On the other end, the secular basis of Kashmiriyat was eroded and destroyed by extremist forces. The foremost example of this was the terrible targeting, coercion and violence against the minority community of Kashmiri Pandits triggering their exodus in the early 1990s. It was a shameful chapter in the history of Jammu and Kashmir. Even now the large majority of Kashmiri Pandits are forced to live as refugees in their own country. The consequences of the exodus were of grim nature not only for Kashmir but also for the rest of India.
This impartiality was finally put to an end by the revocation of Article 370 and 35A on 5th August 2019 by the Indian Parliament. These changes were largely welcomed by the people who saw Jammu and Kashmir as an integral part of India and felt that the centre finally brought parity in Jammu and Kashmir with the rest of the states in India. After the Abrogation of Article 370 and 35A, under the leadership of Prime Minister Shri Narendra Modi and Home Minister Amit Shah, the work culture in the government has changed and the dynamics of development have improved. The central government has strengthened the grassroots of democracy in the union territory of Jammu and Kashmir.
The Prime Minister has launched a number of schemes for the well-being of people. Around six lac families of Jammu and Kashmir have been covered under Arogya Yojana and those families which were not covered under this yojana, have been covered under the SEHAT health insurance scheme. The most important feature of this scheme is that every citizen of Jammu and Kashmir irrespective of their financial status will be covered under SEHAT Health Insurance Scheme. Under this scheme, the government will bear the expenses of the treatment of citizens for up to 5 lac rupees. With the successful implementation of this scheme now the citizens of Jammu and Kashmir will not be left without medical aid due to financial problems. Apart from this many other schemes have found their way to the common masses.

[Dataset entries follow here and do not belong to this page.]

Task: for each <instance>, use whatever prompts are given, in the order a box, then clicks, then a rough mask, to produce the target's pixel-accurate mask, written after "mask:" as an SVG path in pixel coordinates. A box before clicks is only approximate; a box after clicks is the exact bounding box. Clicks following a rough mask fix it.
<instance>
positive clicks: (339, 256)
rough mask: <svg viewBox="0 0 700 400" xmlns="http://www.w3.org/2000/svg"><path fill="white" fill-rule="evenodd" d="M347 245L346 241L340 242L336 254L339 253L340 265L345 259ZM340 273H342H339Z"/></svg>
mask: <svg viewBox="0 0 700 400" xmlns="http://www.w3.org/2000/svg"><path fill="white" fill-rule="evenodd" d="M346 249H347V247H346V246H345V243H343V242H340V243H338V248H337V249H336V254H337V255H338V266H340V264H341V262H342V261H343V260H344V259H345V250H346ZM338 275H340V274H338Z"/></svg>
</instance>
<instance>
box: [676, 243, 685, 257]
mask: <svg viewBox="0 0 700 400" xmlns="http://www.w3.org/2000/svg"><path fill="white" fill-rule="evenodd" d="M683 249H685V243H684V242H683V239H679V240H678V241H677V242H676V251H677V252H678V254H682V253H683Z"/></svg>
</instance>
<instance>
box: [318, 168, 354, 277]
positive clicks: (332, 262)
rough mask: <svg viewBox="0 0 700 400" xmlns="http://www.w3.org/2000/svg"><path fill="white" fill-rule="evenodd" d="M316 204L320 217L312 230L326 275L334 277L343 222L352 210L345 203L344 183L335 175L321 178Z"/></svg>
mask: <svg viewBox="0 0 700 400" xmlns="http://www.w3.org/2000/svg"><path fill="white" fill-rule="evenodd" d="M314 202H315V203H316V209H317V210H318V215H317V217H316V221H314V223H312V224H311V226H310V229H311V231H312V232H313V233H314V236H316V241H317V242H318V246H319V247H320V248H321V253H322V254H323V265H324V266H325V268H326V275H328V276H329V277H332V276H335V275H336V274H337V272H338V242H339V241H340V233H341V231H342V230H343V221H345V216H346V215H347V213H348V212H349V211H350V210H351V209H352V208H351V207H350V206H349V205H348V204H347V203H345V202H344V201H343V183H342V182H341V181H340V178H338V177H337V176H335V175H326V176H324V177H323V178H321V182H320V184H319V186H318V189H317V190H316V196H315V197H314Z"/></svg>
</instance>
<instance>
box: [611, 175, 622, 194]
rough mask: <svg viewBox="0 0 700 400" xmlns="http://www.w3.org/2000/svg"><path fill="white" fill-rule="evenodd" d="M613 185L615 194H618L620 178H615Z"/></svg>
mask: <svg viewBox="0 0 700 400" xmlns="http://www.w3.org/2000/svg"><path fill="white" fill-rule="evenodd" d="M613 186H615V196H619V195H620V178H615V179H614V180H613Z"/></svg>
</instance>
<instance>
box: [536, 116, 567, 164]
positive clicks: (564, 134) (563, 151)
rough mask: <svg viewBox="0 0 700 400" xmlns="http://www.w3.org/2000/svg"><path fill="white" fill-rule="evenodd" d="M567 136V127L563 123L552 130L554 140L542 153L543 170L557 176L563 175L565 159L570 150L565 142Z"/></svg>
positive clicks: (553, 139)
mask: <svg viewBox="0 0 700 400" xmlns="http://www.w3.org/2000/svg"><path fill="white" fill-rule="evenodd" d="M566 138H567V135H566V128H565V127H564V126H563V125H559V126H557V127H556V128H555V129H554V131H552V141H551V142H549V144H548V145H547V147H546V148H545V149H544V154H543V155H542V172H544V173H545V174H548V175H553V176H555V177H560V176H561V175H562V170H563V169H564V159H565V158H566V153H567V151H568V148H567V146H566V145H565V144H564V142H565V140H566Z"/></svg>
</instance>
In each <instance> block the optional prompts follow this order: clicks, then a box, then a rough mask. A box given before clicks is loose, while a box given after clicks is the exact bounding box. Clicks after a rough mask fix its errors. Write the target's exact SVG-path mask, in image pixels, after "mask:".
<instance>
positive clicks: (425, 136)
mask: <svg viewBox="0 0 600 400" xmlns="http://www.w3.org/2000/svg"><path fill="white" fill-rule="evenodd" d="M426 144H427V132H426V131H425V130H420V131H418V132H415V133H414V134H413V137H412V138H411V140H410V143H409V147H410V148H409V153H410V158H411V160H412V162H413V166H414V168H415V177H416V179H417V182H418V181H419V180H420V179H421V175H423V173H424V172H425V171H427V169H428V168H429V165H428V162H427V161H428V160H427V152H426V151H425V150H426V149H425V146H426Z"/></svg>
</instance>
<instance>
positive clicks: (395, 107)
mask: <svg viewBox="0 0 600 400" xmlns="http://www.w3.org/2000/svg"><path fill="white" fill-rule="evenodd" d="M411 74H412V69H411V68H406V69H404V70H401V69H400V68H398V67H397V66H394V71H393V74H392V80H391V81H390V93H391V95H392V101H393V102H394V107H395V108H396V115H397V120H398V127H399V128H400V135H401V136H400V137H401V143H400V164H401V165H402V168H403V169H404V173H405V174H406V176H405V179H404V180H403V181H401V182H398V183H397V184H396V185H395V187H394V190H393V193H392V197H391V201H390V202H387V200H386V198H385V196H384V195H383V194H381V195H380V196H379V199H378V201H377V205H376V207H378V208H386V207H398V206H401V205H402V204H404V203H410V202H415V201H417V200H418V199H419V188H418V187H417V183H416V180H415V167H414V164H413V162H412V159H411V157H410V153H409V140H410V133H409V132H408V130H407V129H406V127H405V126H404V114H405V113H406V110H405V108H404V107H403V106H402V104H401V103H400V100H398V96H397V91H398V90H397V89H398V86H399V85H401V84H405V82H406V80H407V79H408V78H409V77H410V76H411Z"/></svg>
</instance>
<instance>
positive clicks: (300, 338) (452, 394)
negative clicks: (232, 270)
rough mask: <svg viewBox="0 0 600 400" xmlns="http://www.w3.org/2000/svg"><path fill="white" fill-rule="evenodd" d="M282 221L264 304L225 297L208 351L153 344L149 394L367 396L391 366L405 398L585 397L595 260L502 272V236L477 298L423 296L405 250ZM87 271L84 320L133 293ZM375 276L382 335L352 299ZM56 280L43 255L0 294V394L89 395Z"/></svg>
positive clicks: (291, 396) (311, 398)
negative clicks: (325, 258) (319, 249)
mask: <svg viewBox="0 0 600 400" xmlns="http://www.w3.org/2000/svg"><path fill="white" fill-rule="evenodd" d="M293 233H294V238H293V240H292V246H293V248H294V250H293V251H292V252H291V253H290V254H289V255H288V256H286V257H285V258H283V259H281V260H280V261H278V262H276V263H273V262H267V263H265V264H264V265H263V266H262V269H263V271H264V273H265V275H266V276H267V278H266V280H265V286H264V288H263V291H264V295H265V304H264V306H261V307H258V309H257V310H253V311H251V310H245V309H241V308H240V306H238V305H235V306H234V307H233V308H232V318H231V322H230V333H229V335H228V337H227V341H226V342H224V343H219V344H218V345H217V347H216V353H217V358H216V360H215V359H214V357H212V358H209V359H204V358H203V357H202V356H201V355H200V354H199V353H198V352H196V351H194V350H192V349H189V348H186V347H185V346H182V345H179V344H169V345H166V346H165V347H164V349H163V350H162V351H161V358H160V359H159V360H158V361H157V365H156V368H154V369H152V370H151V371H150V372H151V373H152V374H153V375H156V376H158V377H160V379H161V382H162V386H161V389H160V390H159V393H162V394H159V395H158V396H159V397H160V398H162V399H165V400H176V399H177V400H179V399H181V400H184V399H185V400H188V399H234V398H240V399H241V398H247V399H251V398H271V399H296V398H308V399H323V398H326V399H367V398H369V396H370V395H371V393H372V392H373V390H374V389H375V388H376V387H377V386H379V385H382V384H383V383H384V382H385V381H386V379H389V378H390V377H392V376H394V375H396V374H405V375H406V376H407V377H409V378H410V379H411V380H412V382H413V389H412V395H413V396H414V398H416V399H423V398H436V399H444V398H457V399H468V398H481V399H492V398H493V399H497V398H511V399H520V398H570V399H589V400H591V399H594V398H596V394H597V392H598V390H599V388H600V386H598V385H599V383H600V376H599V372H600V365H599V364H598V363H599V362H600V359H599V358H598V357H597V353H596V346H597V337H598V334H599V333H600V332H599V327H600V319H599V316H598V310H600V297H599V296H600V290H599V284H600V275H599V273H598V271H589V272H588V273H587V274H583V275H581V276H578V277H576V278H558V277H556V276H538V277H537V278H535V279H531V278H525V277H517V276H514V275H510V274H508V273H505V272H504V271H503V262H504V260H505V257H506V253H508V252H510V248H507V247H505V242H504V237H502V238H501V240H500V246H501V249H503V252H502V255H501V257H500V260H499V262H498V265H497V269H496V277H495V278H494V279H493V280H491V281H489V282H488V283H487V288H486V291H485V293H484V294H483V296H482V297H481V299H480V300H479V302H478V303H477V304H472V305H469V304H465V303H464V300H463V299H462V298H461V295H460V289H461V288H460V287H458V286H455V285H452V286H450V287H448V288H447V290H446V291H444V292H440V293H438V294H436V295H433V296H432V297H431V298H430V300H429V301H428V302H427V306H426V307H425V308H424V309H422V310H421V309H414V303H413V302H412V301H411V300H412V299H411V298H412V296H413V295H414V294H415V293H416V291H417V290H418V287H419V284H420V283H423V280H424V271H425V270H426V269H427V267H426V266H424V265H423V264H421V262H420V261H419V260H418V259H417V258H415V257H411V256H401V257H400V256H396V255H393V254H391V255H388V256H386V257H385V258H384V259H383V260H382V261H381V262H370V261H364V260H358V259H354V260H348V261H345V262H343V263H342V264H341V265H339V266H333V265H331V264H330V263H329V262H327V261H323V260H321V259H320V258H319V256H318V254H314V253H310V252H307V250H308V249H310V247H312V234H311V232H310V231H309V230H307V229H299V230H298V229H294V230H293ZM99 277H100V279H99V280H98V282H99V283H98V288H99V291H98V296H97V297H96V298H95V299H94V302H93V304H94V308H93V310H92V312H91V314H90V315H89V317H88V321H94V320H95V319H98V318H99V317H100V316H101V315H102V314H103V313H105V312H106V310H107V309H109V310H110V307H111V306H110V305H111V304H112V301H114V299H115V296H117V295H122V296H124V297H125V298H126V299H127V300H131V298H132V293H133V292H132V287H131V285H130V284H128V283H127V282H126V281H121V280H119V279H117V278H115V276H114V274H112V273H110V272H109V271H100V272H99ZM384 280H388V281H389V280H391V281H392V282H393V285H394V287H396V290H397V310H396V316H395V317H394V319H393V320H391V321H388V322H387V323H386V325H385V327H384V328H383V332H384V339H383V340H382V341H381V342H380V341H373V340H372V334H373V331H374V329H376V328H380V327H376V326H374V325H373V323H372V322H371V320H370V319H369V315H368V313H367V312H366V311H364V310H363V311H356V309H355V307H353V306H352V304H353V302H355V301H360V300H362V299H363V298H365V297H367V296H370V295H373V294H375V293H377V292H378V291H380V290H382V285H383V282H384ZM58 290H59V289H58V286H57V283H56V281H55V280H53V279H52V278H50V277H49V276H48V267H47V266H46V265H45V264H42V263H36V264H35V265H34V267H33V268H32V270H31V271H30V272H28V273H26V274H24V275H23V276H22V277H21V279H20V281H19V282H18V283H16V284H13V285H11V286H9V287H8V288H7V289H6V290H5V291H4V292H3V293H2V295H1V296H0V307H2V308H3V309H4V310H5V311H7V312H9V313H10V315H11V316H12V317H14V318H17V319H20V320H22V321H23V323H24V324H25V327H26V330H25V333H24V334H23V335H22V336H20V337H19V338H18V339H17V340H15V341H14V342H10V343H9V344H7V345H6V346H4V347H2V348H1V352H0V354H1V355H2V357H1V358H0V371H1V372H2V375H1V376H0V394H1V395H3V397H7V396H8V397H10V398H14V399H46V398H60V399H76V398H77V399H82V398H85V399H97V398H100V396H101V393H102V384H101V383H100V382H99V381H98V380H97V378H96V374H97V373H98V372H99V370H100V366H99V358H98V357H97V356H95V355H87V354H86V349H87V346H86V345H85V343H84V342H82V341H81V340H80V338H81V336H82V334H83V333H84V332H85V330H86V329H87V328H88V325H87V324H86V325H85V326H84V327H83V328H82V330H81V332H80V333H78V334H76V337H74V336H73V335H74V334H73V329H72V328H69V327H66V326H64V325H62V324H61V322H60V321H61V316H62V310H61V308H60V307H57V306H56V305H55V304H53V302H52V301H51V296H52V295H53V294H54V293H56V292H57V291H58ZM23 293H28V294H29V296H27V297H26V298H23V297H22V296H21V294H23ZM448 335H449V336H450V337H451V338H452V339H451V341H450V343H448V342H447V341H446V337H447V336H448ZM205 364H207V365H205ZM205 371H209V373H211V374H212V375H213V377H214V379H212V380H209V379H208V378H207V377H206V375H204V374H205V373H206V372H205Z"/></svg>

The tenure of the Modi led BJP government will be remembered as the most decisive period in the history of Jammu and Kashmir. Prime Minister Narendra Modi and Home Minister Amit shah have emphasized three things- speedy development of Jammu and Kashmir to ensure that all benefits and schemes reach every ordinary citizen, strengthening of grass-root democracy so that the political hegemony could be broken and a peaceful security scenario is established by adopting zero tolerance towards separatism and terrorism.
After the Abrogation of Article 370 and 35A, under the leadership of Prime Minister Narendra Modi and Home Minister Amit Shah, the work culture in the government has changed and the dynamics of development have improved. The Modi-Shah vision brought an end to dynastic politics in Kashmir by making various amendments and provided a way for the young generation to actively participate in mainstream politics and contribute to the dream of “Naya Kashmir”. The BJP led government contributed to bringing true democracy to the union territory of Jammu and Kashmir where all walks of life will get equal opportunities to demonstrate their potential in making Jammu and Kashmir great and there wouldn’t be a concentration of power and wealth limited to few families.